Adoption de mesures renforcées à l’égard des débiteurs de créances alimentaires

Résolution n°3 de la commission des lois, des règlements et des affaires consulaires - Octobre 2015

RÉSOLUTION

L’Assemblée des Français de l’Etranger,

CONSIDÉRANT

- que seuls 20 à 30% du montant des allocations avancées par l’Etat aux personnes créancières sont recouvrés auprès des débiteurs de créances alimentaires,

- que de nombreux Etats étrangers recouvrent de 50 à 95% auprès des débiteurs de créances alimentaires,

DEMANDE

- Qu’une réflexion soit engagée par le législateur sur des mesures coercitives à l’égard des débiteurs semblables à celles utilisées dans ces pays étrangers (interdit bancaire, retrait de carte bancaire, retrait du permis de conduire, retrait du passeport etc.…),

- Qu’une réflexion soit engagée par le législateur sur une interprétation plus stricte du délit d’abandon de famille.

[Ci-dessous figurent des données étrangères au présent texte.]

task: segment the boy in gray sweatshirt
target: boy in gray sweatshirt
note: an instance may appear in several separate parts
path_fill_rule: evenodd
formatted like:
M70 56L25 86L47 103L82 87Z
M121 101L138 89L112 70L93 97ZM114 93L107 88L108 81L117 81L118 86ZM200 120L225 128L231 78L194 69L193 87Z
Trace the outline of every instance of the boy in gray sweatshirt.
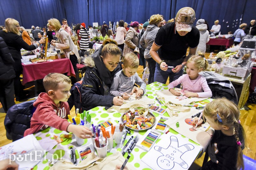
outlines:
M123 69L117 73L114 77L110 89L110 94L127 99L135 83L140 87L137 92L136 97L144 94L146 84L136 72L139 65L139 59L134 53L130 53L125 55L122 64Z

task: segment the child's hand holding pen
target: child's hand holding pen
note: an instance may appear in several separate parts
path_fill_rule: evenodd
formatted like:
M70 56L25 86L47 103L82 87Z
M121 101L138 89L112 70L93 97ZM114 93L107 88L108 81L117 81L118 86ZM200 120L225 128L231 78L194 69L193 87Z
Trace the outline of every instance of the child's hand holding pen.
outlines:
M170 89L169 89L169 91L172 93L172 94L175 96L180 96L181 94L180 92L175 88Z
M127 93L120 93L121 95L121 96L124 99L127 99L129 98L129 97L132 96Z
M133 94L133 93L136 93L139 91L140 89L137 87L133 86L132 89L132 92L131 92L131 95L132 95Z
M113 104L116 106L122 106L124 99L121 96L116 96L113 98Z
M197 124L197 125L199 125L203 123L203 119L201 118L200 120L199 120L199 121L198 121L198 119L199 119L199 117L196 117L195 118L194 118L194 120L193 121L193 123L195 124Z
M115 170L120 170L121 169L121 167L122 167L122 165L121 164L117 165L116 166L116 169ZM126 166L124 166L124 168L123 169L124 170L128 170L128 169L126 168Z
M140 89L136 93L136 98L138 98L140 97L144 93L144 91L142 89Z
M93 136L92 132L85 126L80 125L70 124L67 129L68 132L71 132L80 138L87 139Z

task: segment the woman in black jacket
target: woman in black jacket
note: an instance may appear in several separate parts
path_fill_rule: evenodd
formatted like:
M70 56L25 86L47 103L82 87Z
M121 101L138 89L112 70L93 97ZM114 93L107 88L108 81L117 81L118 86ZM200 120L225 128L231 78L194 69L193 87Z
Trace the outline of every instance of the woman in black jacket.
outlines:
M45 43L45 40L41 39L36 43L29 45L20 36L19 22L14 19L7 18L5 19L5 29L0 31L0 37L4 40L14 61L13 66L16 75L14 79L14 91L16 101L18 101L26 97L24 96L23 87L20 79L22 70L20 49L23 48L28 51L35 50L41 44Z
M246 34L251 35L256 35L256 24L255 20L253 19L250 22L250 25L247 26L244 30Z
M82 111L98 106L110 107L121 106L121 96L109 94L114 76L120 70L119 59L122 52L116 42L109 38L97 50L92 57L84 61L87 67L81 87Z
M0 37L0 102L5 113L15 104L13 86L15 72L12 67L14 63L6 44Z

RésultatsAdopté en commissionAdopté en séance
Unanimité X X
Nombre de voix « pour »
Nombre de voix « contre »
Nombre d’abstensions

REPONSE

Le Bureau du recouvrement des créances alimentaires à l’étranger du ministère des Affaires étrangères et du Développement international (MAEDI), autorité centrale française pour le recouvrement international d’aliments gère 1800 dossiers avec 54 pays au bénéfice de créanciers résidants en France ou à l’étranger. Il s’appuie pour cela sur trois conventions internationales : la Convention de New York de 1956 sur le recouvrement d’aliments à l’étranger, la Convention de La Haye de 2007 sur le recouvrement international des aliments destinés aux enfants et à d’autres membres de la famille, enfin le Règlement européen n°4/2009 relatif à la compétence, la loi applicable, la reconnaissance et l’exécution des décisions et la coopération en matière d’obligations alimentaires.
La décision d’engager une réflexion sur les mesures coercitives à adopter à l’égard des débiteurs qui se soustraient à leur obligation alimentaire ainsi que sur une interprétation plus stricte du délit d’abandon de famille est, comme le relève l’AFE, de la compétence du législateur.

Pour sa part, et dans le cadre de la législation actuelle, le ministère des Affaires étrangères et du Développement international s’efforce d’augmenter le taux de recouvrement des créances alimentaires à l’étranger.

Conformément à la loi du 4 août 2014 sur l’égalité réelle entre femmes et hommes, compte tenu de la priorité accordée par le gouvernement à la protection des parents victimes d’impayés alimentaires et dans le souci d’améliorer le taux de recouvrement des pensions alimentaires à l’étranger, le ministère des Affaires étrangères et du Développement international (MAEDI) a largement renouvelé ses pratiques en matière de recouvrement international d’aliments. S’agissant des procédures de recouvrement en France, le MAEDI a en conséquence décidé de suspendre la saisine du Procureur de la République, de raccourcir les délais de la phase amiable de 9 mois, de rationaliser la procédure, d’harmoniser les courriers à chaque étape de la phase amiable et judicaire du recouvrement, enfin de mettre en place un outil de gestion de suivi des dossiers. Ces changements ont permis une augmentation sensible du montant des créances alimentaires recouvrées en France au bénéfice des créanciers à l’étranger, passé de 3 000 euros en septembre 2014 à 68 000 euros en juin 2015.

Afin d’augmenter le taux de recouvrement à l’étranger au bénéfice d’administrés résidant en France ou leur substitut, comme la Caisse d’allocations familiales, le MAEDI participe activement à plusieurs projets et réflexions en cours à l’échelle internationale (projet I-Support de dématérialisation des communications entre autorités centrales européennes ; réflexion en cours au niveau européen pour améliorer la compréhension et la mise en œuvre par les 28 États membres concernés du Règlement n°4/2009 en matière d’obligations alimentaires ; échanges mensuels entre autorités centrales en charge du recouvrement international d’aliments ; rédaction d’un plan d’action afin d’améliorer le suivi conjoint par la France et ses partenaires des dossiers de créanciers en France souhaitant recouvrer à l’étranger).